La crise sanitaire et le "quoi qu'il en coûte" ont fait explosé la dette française de 400 milliards d’euros supplémentaires. Le ministre des Finances, Bruno Le Maire, a proposé ce lundi devant les députés de réserver une part des impôts existants pour rembourser ce surcroît de dette. Nicolas Barré fait le point sur une question d'actualité économique.
Que faire de la dette Covid ? La rembourser ? L’annuler ? Bruno Le Maire veut couper court au débat.
Tout le monde est à peu près d’accord sur un point, la dette que nous avons accumulée pendant la crise sanitaire peut être mise à part. Cette crise nous est tombée sur la tête, il a fallu y faire face et c’est ce qui a fait exploser notre dette, de 100 à 120% du PIB. En gros, nous nous retrouvons avec 400 milliards d’euros de dette en plus, et cette dette exceptionnelle, on peut la mettre à part. La question qui suit, c’est pour quoi faire ? Certains veulent la mettre à part pour l’annuler d’un trait de plume. D’autres disent au contraire qu’il faut la rembourser en créant une taxe spécifique, comme on a fait avec la CRDS pour rembourser la dette de la Sécu.
Bercy ne veut aucune de ces deux solutions.
Non, pas de taxe nouvelle, Bruno Le Maire l’a catégoriquement exclu, mais pas question non plus de ne pas rembourser, ce ne serait pas sérieux. Alors que faire ? Le ministre des Finances a proposé ce lundi devant les députés une troisième voie qui consiste à réserver une part des impôts existants pour rembourser ce surcroît de dette. Mais pas tout de suite. Seulement lorsque l’économie ira mieux, que la croissance sera revenue et donc qu’il y aura plus de recettes fiscales. C’est là l’originalité de la proposition. L’argument de Bercy consiste à dire qu’il ne faudrait pas assommer la reprise avec ce fardeau de dette à rembourser.

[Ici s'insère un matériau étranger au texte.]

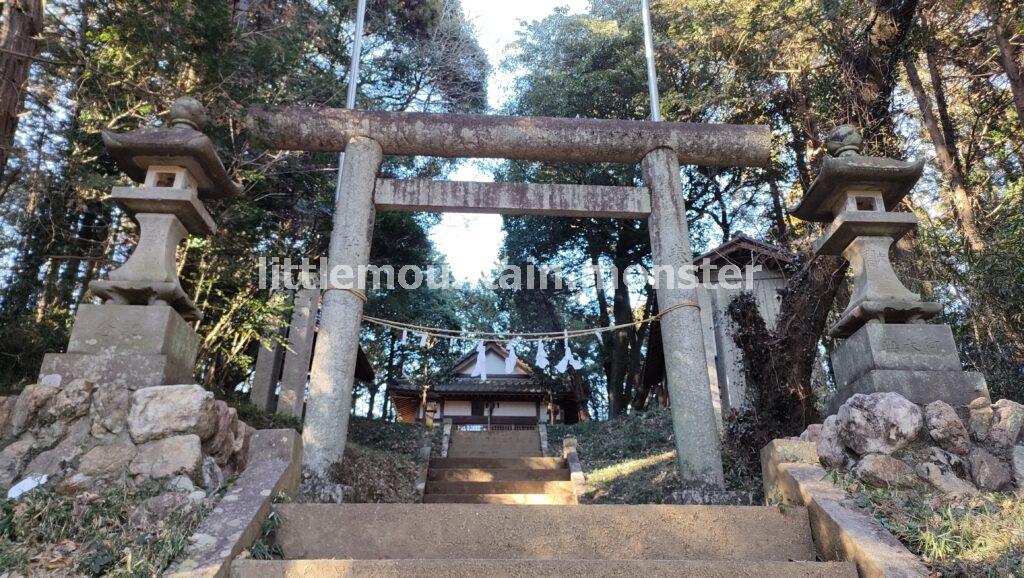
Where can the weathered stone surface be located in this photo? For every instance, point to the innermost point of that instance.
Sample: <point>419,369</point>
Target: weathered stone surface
<point>981,418</point>
<point>512,198</point>
<point>212,477</point>
<point>1017,459</point>
<point>220,445</point>
<point>538,138</point>
<point>13,458</point>
<point>879,423</point>
<point>812,434</point>
<point>180,455</point>
<point>1008,418</point>
<point>295,372</point>
<point>159,508</point>
<point>243,446</point>
<point>694,421</point>
<point>28,406</point>
<point>111,404</point>
<point>879,345</point>
<point>55,460</point>
<point>71,401</point>
<point>988,471</point>
<point>129,345</point>
<point>108,461</point>
<point>236,521</point>
<point>48,435</point>
<point>881,469</point>
<point>181,484</point>
<point>6,410</point>
<point>830,448</point>
<point>922,387</point>
<point>942,480</point>
<point>946,428</point>
<point>169,410</point>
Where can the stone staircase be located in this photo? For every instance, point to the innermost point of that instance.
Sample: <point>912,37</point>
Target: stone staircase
<point>470,540</point>
<point>498,467</point>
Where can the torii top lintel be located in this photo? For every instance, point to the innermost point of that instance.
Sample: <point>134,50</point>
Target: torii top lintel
<point>489,136</point>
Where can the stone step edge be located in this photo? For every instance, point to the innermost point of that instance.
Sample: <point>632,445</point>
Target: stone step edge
<point>545,568</point>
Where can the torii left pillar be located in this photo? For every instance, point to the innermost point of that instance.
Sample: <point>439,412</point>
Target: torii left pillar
<point>330,399</point>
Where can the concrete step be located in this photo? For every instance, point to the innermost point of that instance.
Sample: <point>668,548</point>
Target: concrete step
<point>496,475</point>
<point>521,499</point>
<point>499,487</point>
<point>541,568</point>
<point>544,532</point>
<point>457,451</point>
<point>498,463</point>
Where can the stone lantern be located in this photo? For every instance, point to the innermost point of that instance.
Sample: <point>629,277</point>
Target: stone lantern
<point>140,335</point>
<point>885,344</point>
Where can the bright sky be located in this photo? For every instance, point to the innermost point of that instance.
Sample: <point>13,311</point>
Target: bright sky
<point>470,242</point>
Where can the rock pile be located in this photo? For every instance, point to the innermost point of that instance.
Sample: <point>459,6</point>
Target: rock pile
<point>884,439</point>
<point>80,435</point>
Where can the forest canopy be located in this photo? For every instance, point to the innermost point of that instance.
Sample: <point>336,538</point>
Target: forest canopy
<point>939,79</point>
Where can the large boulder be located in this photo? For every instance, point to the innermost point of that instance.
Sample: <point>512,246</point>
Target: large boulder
<point>52,462</point>
<point>13,458</point>
<point>220,446</point>
<point>943,480</point>
<point>179,455</point>
<point>71,402</point>
<point>981,418</point>
<point>882,470</point>
<point>108,461</point>
<point>1008,418</point>
<point>946,428</point>
<point>988,471</point>
<point>879,423</point>
<point>28,406</point>
<point>6,409</point>
<point>171,410</point>
<point>832,453</point>
<point>1017,460</point>
<point>111,404</point>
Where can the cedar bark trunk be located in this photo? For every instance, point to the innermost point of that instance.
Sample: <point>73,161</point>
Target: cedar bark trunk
<point>868,65</point>
<point>23,19</point>
<point>1008,58</point>
<point>947,157</point>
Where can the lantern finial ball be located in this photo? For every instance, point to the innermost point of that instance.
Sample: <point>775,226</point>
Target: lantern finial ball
<point>188,112</point>
<point>844,140</point>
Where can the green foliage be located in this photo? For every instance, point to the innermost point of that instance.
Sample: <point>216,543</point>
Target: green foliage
<point>977,535</point>
<point>632,459</point>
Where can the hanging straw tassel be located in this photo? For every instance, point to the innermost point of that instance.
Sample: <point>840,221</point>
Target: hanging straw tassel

Mais le fardeau est toujours là.
Oui mais l’idée est de donner un gage de sérieux et de crédibilité aux investisseurs du monde entier, dont on doit conserver la confiance pour pouvoir continuer à se financer dans de bonnes conditions. Cette dette du "quoi qu’il en coûte", nous la rembourseront "quoi qu’il arrive" puisque nous nous engageons à y consacrer une fraction définie à l’avance de nos recettes fiscales. Plus largement, ce qui nous manque, c’est d’être capables de programmer nos dépenses publiques sur plusieurs années : ça aussi, ce serait un gage de sérieux. Une sorte de "règle d’or" qui permettrait d’éviter les dérives des comptes publics d’année en année et de fixer le rythme de progression des dépenses pour la durée d’un quinquennat par exemple. Reste à voir si un candidat à la présidentielle serait prêt à s’engager sur une telle promesse de sérieux budgétaire. Et de s’y tenir. Ça ne s’est jamais vu.